# Compact Flash "sicher" löschen



## Andreas Gaisbauer (14. September 2005)

Hallo zusammen,

ich möchte gern ein paar alte CF Speicherkarten verkaufen... Leider finde ich keine möglichkeit die Bilder "sicher" von den Karten zu löschen. Ich kann die Karten zwar Formatieren (in der Kamera) aber wenn ich dann eine recovery Software drüberlaufen lasse werden nahezu alle Bilder wieder gefunden. Kennt jemand ein gutes tool um die Karten zu löschen? Auf der Herstellerseite (sowohl CF Karte (SanDisk) als auch Kamera (Canon)) konnte ich nichts brauchbares finden...


bye bye
Andreas


----------



## Andreas Dunstheimer (15. September 2005)

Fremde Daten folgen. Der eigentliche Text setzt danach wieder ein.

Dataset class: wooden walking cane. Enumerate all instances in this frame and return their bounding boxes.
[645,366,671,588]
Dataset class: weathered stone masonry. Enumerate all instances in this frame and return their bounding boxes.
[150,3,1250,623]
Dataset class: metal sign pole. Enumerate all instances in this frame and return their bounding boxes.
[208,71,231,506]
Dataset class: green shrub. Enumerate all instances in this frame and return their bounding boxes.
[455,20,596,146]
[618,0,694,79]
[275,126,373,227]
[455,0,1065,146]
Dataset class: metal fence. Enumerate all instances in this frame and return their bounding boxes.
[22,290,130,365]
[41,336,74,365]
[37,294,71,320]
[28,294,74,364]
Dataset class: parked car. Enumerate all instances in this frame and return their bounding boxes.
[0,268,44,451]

Solche Tools gibt es ja auch für Festplatten (eins heißt glaube ich "Safe Erase" oder so), und diese gibt es bei Chip usw. zum downloaden. Allerdings wird das dann nicht in der Kamera funktionieren, sondern nur über einen Kartenleser.

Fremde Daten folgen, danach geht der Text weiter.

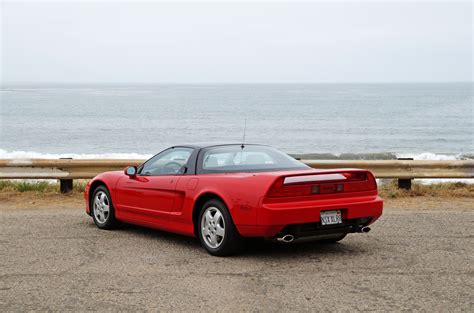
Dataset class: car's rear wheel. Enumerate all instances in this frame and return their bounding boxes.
[91,186,118,230]
[198,199,243,256]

Alternative: CF-Card formatieren und mit "nichtssagenden" Bildern (z.B. mit Hand vorm Objektiv) vollknipsen. Wenn dann jemand ein Recovery macht bekommt er zwar Bilder, aber mit denen kann er nix anfangen. 


Dunsti


----------



## Andreas Gaisbauer (15. September 2005)

Hi Dunsti, 

mit einem Secure Erease HDD Tool hatte ich es schonmal versucht. Ergebnis: von 128 MB wurden nur noch 110 MB erkannt... Mittlerweile hab ich jedoch was gefunden  - das Tool nennt sich "Rescue Pro" und kommt von San Disk. Dieses Tool hat u.a. die Funktion "Wipe Card" (auch in der DemoVersion) dannach wurde nichts mehr gefunden.

ciao
Andreas


----------